Eu queria me dirigir a ela, mas o que havia para dizer? Você talvez sinta como se uma profunda solidão tivesse se apoderado de você, aparentemente do nada? Você sente que está sendo mantido cativo por desejos estranhos e repentinos? Você se sente obrigado a dar uma caminhada muito longa todas as noites, apenas para acabar aqui?

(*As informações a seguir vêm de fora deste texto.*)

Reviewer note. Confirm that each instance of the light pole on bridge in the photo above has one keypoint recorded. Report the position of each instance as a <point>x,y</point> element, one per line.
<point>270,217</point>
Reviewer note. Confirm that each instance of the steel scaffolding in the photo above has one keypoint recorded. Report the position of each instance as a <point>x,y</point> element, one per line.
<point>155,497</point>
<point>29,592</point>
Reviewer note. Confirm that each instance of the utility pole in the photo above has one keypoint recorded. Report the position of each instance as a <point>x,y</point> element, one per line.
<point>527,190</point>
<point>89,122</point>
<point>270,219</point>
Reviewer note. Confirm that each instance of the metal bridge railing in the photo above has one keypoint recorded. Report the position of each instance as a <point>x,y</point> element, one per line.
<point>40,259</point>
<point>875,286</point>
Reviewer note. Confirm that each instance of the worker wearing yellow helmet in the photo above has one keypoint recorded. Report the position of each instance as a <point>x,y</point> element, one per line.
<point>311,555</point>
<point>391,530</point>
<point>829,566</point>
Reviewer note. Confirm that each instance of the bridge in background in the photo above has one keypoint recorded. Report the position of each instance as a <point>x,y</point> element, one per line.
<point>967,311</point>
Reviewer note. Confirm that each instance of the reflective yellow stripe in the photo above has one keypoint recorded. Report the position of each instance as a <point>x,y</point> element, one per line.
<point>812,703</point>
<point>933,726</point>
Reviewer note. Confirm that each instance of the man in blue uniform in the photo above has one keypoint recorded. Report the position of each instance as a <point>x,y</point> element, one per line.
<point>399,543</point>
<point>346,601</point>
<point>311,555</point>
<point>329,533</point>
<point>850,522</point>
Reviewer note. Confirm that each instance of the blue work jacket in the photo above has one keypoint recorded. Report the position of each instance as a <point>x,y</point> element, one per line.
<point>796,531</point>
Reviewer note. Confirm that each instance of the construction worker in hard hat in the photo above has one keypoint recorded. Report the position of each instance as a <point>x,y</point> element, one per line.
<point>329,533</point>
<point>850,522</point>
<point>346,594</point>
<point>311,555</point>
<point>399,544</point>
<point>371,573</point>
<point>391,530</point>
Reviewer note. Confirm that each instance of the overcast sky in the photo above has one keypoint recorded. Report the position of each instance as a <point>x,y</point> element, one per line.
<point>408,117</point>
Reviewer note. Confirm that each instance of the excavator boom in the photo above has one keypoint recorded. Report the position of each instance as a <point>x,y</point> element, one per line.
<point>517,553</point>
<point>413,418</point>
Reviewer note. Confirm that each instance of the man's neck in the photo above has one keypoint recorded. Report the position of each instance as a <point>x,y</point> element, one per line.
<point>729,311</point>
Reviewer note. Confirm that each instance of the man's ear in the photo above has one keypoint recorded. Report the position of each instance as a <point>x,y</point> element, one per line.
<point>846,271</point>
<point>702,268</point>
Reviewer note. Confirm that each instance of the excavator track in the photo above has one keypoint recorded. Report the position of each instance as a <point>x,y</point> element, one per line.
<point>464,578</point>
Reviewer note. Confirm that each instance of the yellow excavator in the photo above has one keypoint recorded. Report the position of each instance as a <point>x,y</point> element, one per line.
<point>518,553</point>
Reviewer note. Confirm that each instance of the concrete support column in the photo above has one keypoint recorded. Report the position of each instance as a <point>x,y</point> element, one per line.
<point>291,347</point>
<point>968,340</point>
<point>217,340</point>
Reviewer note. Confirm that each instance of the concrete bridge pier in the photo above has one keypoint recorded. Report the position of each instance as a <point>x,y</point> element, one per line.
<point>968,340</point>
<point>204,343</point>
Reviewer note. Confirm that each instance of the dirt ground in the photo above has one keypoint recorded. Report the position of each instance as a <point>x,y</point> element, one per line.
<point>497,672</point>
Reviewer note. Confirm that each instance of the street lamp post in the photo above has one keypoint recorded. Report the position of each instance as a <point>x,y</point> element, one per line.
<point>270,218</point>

Eu me arrastei para fora do corredor e fechei a porta com cuidado atrás de mim. Uma vez lá embaixo, fiquei de vigia pela janela da frente do meu apartamento e bem cedo, ouvi passos descendo as escadas correndo e então a corretora de imóveis apareceu na rua, movendo-se a trote, uma protuberância redonda visível em seu maiô bolso. Mais tarde naquela semana, novos inquilinos, um par de estudantes de direito com tiaras xadrez e bronzeado falso, mudaram-se para o apartamento de cima e eu não vi o corretor de imóveis novamente.
Ainda assim, às vezes imagino a corretora de imóveis galopando pelos parques tarde da noite, com uma bola de tênis enfiada na boca, assim como imagino as pessoas do andar de cima caminhando pelos Pirineus - que é inconfundível para Pirineus, mas de alguma forma não mais deles Pirineus - por toda a cidade de Nova York e o cachorro os arrastando em direção a todos os sinais de uma casa aberta.
Quando minha irmã e eu limpamos a mesa de nosso pai, encontramos dois envelopes com cartas brancas, o nome dela em um, meu nome no outro. Os envelopes foram lacrados e ambos presumimos que encontraríamos cartas dentro, palavras que ele queria compartilhar conosco quando sabia que o fim estava próximo, mas quando abrimos os envelopes encontramos apenas uma única folha de papel dentro, em branco em ambos os lados. Não tínhamos ideia se ele estava fazendo uma declaração para nós, ou sobre nós, ou se ele simplesmente se esqueceu de escrever o que quer que ele queria dizer ou se simplesmente ficou sem tempo.
Depois do que observei no apartamento de cima, porém, comecei a entender.
Depois que o corretor de imóveis desapareceu em uma esquina, peguei uma folha de papel em branco da minha própria mesa, dobrei-a e coloquei por baixo da porta do meu vizinho, na tentativa de explicar o que exatamente eu tinha visto.